Immigration: EU rules
Foreign squatters who broke into and occupied a house in London have been given hundreds of pounds of taxpayers’ money in legal aid to fight eviction because they are EU citizens and unemployed.
The number of eastern Europeans coming to work here has risen for the first time in four years, mainly due to an increase in arrivals from Latvia and Lithuania, which are suffering deep slumps.

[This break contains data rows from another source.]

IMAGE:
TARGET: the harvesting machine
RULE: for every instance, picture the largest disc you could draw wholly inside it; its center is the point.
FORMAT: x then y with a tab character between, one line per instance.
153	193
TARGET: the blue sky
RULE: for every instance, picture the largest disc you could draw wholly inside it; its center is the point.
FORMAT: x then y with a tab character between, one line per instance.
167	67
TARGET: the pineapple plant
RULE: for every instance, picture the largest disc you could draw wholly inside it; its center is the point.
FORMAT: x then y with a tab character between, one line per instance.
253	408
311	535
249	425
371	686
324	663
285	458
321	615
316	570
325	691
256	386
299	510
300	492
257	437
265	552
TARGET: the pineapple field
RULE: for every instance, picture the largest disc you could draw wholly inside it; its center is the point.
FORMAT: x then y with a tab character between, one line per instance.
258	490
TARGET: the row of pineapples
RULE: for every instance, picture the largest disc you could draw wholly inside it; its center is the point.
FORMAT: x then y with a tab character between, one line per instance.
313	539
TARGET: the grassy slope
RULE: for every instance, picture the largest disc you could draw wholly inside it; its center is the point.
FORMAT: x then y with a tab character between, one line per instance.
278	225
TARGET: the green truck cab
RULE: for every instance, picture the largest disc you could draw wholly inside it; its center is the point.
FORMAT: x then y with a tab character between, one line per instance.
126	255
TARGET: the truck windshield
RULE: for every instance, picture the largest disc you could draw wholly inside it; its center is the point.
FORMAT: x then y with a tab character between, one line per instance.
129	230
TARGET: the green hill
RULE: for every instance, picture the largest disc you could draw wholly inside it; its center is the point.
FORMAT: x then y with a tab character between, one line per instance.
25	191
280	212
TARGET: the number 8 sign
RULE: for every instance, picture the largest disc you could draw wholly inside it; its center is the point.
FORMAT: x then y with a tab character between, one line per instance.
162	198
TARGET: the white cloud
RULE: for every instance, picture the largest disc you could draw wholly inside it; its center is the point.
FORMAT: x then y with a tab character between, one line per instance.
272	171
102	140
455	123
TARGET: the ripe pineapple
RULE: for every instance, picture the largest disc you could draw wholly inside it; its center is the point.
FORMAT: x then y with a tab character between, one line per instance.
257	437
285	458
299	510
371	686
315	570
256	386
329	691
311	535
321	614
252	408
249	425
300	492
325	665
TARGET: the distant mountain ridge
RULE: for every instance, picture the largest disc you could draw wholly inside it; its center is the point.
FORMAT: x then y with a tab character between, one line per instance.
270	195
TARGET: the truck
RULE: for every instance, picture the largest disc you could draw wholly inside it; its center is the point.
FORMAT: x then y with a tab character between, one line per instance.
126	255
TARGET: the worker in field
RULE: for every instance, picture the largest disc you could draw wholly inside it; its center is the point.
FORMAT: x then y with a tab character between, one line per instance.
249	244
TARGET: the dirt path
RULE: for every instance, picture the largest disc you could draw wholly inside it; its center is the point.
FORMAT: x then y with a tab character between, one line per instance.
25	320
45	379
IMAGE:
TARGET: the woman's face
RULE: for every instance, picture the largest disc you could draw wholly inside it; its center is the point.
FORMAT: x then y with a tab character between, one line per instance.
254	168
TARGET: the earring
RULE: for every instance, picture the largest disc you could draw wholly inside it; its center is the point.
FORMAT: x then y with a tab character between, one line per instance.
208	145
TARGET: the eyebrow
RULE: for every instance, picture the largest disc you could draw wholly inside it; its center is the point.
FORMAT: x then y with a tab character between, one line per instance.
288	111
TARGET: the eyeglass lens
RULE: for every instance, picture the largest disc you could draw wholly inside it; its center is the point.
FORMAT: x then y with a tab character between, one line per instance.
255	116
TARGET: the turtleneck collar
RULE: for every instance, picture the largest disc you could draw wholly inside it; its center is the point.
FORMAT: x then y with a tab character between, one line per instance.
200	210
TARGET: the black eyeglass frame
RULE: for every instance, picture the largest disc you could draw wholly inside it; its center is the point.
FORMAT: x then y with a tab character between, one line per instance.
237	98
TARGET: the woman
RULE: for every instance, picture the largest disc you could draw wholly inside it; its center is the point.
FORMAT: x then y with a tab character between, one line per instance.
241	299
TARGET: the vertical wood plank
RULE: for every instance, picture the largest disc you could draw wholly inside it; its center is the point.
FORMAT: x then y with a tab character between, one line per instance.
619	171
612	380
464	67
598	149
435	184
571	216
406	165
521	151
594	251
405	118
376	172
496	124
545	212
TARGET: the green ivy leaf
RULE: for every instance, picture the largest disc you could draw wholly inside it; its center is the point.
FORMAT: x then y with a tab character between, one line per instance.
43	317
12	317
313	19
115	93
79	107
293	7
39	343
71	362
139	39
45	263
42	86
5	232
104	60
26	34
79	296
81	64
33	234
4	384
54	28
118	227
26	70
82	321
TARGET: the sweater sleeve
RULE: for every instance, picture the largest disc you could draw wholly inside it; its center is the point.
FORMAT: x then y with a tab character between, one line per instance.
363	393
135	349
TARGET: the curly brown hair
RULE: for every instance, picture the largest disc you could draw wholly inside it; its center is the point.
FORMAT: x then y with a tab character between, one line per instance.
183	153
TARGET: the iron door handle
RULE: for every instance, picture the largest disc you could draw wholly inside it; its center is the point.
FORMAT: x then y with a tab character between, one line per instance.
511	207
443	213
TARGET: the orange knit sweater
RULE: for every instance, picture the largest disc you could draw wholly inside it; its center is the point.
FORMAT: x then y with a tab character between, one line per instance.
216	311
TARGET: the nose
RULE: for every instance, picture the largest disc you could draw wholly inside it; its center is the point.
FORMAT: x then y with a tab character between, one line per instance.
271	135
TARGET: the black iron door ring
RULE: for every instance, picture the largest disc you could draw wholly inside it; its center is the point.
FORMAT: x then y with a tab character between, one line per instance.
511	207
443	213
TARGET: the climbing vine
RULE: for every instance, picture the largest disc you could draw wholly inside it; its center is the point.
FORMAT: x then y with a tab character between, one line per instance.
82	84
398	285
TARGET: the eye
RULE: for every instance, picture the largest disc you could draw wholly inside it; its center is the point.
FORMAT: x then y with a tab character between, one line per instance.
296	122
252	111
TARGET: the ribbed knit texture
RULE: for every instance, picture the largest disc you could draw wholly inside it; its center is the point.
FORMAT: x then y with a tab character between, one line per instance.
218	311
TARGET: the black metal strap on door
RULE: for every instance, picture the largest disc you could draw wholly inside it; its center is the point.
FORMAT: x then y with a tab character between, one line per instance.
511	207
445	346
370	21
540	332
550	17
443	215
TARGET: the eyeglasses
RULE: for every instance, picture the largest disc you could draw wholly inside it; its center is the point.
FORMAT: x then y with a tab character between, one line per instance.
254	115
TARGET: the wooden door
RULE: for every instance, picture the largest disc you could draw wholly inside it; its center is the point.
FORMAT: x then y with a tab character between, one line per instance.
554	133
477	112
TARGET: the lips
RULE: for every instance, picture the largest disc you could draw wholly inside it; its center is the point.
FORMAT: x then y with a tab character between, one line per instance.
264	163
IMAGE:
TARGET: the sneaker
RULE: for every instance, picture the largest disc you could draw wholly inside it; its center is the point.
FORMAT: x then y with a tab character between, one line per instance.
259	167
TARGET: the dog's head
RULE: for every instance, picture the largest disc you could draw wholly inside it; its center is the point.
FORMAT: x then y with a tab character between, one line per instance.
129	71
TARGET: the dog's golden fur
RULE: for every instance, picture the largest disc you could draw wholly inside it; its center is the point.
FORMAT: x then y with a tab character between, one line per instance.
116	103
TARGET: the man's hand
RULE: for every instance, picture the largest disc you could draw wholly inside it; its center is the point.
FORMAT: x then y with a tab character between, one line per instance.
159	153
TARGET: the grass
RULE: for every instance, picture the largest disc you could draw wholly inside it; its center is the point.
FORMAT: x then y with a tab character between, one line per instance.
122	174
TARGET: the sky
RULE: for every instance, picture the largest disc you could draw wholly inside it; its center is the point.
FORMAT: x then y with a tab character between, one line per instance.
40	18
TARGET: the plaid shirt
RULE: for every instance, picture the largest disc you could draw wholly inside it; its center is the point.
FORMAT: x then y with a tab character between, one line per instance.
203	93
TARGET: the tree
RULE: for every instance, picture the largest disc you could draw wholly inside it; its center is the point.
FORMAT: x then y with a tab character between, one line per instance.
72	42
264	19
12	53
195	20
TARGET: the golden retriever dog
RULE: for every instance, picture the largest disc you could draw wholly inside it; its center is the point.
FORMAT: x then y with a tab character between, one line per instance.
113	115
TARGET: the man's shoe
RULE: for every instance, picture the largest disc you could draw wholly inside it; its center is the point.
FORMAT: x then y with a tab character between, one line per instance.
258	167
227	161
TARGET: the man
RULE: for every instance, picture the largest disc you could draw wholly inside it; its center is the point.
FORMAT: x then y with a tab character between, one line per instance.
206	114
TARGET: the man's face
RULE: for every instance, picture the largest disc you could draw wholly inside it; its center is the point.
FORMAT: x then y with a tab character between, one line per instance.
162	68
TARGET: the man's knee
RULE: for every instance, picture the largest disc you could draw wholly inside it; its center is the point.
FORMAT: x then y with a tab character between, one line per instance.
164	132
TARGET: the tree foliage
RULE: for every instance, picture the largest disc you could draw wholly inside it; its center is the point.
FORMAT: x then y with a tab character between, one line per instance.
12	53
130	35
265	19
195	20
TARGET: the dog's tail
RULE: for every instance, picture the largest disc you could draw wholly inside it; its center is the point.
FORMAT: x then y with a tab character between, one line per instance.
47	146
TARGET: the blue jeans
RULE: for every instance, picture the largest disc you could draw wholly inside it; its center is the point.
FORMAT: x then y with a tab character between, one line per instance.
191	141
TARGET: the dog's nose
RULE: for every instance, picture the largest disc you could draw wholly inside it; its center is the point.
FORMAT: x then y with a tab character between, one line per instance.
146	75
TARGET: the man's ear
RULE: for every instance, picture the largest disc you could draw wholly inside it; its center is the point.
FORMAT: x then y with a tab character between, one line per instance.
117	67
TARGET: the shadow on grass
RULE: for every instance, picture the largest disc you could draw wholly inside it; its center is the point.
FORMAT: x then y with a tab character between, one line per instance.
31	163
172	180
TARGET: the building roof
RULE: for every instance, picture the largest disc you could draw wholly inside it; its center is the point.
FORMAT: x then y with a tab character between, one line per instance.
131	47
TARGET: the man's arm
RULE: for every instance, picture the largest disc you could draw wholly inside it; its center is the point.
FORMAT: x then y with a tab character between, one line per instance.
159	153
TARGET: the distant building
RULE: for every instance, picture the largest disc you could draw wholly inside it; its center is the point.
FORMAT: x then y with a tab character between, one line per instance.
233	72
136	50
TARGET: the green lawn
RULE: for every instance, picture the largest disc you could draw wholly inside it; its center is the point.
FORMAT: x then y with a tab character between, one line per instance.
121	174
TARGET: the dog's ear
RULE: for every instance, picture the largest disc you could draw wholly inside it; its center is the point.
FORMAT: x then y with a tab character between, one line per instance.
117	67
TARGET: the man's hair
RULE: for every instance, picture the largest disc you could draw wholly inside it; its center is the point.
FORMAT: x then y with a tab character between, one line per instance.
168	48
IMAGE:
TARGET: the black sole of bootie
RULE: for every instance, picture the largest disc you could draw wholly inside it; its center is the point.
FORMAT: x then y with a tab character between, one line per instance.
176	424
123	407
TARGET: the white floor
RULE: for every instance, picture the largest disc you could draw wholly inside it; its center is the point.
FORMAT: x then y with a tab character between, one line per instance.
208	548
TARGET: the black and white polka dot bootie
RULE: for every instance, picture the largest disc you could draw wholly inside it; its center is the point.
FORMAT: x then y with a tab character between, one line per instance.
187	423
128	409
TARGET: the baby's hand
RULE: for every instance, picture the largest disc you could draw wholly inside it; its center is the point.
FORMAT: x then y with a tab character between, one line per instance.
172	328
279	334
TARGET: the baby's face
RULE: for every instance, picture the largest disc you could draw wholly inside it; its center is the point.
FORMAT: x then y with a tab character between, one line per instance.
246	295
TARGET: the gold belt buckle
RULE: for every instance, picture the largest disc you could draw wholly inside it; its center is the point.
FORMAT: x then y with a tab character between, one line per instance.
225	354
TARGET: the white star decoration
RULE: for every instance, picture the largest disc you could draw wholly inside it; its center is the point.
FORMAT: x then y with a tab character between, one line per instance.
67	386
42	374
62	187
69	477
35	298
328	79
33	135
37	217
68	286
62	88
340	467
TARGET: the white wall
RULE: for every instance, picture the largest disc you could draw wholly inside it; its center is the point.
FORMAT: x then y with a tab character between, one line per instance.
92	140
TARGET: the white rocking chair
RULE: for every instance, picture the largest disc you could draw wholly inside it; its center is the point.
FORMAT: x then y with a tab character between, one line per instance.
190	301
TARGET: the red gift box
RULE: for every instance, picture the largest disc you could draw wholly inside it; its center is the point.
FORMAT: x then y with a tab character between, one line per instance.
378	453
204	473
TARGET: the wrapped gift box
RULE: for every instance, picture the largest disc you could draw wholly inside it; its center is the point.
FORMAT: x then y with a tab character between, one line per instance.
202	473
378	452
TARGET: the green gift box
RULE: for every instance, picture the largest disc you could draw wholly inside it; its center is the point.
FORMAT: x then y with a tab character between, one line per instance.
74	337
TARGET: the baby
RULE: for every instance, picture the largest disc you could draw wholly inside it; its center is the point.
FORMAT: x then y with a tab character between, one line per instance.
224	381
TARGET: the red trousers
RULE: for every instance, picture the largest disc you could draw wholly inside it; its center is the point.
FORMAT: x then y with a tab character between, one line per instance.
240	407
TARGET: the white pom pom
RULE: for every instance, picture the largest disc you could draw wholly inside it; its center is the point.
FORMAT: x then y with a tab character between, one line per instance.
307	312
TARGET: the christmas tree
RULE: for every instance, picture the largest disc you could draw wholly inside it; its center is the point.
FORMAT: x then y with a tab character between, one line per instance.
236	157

The number of nurses from other EU states working in the NHS has almost doubled since strict checks on their competence, including language skills, were scrapped five months ago because the checks breached EU rules.
EU hand-outs
The family of Conservative Environment & Fisheries Minister Richard Benyon received £2 million in EU farm subsidies between 2000 and 2009. His ministry recently blocked public access to all information about how much farmers had got in subsidies, in order to comply with a European Court of Justice ruling on data privacy.
Ireland’s deficit funding
Fine Gael’s Enda Kenny and Labour’s Eamon Gilmore have bowed to EU diktat to cut Ireland’s deficit through public spending cuts and tax rises. The Irish Independent called it “the most barefaced breach of election promises ever perpetrated by an incoming Government … while an attempt will be made to dress up the programme as a new plan by a new Government, when it is analysed it will be seen for what it is – the continuation of the economic policies of Fianna Fail and the Greens, as laid down by the EU-IMF.”
Referendum poll
The cross-party People’s Pledge initiative aims to name and shame MPs who are not prepared to back a referendum on whether Britain should quit the EU. Voters are asked to sign a pledge on the website www.peoplespledge.org to promise they will only support MPs at the next election who back an ‘in or out’ referendum on Britain’s EU membership.
A YouGov poll carried out for the campaign found that 61 per cent would support a referendum.